Prep time: 30 mins Cooking time: 20 mins Makes: 25-30 vadais
Vazhapoo (Banana Flower) – 1 florets picked and immediately dunked in buttermilk Kadalai Paruppu/Channa dal – ¾ cup soaked in water for an hour Onion – 2 medium chopped fine Green chillies – 2-3 Garlic with peel – 6-8 pods Fennel seeds/Sombu – 2 tsp Coriander leaves – ¾ cup leaves finely chopped Salt to taste Oil for deep frying
1.Pick the florets from the vazhaipoo and immediately dunk in buttermilk to avoid discolouration. As you peel away the big maroon petals, you’ll find thin cream coloured florets at the base of the flower. These are the florets that you’ll be using in your vadai. Pluck these florets. These florets will contain the cream coloured outer covering, a small transparent, plastic like flap in front (which needs to be discarded) and thin strands inside. Among these thin strands you’ll find one which is thin filament like with a slightly bulging top (needs to be discarded). Pluck the florets and discard the plastic flap and the filament inside. Dunk the rest in buttermilk. Set aside or refrigerate if you’re using it the next day.
2.Grind the soaked channa dal along with salt and very little water to a coarse paste. Set aside.
3.Grind together green chillies, garlic and fennel seeds to a coarse paste. Set aside.
4.Drain the buttermilk and squeeze out the liquid and grind/pulse the vazhaipoo florets just for half a minute or so. The florets should just be minced but not ground fine.
5.Mix together ground vazhaipoo, channa dal, green chilli masala and finely chopped coriander leaves and mix well. Taste and adjust salt. Don’t add water. The consistency of the vadai mixture should be similar to that of the masala vadai.
6.Heat oil in a kadai. Wet your palms lightly, take small lemon sized balls of the vadai mixture and make thin discs on your palm. Slide gently into the oil when the oil is hot. Cook on medium-high till the vadais are cooked through and golden. Continue deep-frying in batches. Remove onto absorbent paper. Serve hot.
1.Picking the vazhaipoo florets can stain your hands. So oil your hands before and wash with salt after you’re done picking.
2.While buying vazhaipoo, lift the outermost petal of the flower to peek at the florets within. These florets should be cream in colour. If they’re brown or black they’re no good, don’t buy them.
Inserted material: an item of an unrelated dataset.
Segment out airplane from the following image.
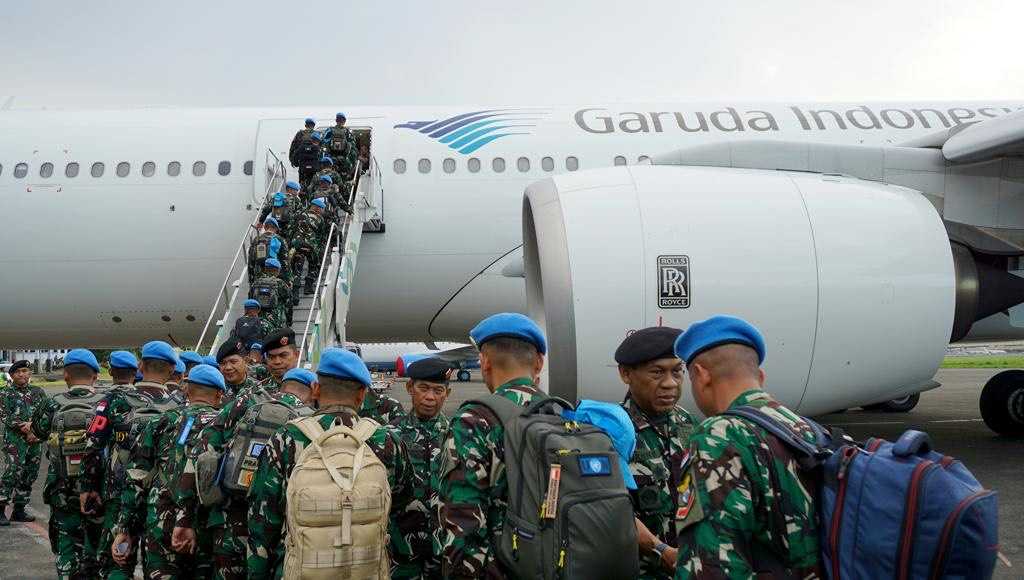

3.Soak the vazhaipoo florets in buttermilk to avoid browning. You can leave the buttermilk soaked florets overnight in the refrigerator.
4.As you get to the centre of the flower, the florets get smaller and smaller. Here you may not find the plastic flap like covering at all. Just pinch the top bulb like portion to remove the filament and use the rest. The teeny tiny florets inside you can use as is without discarding any part of them.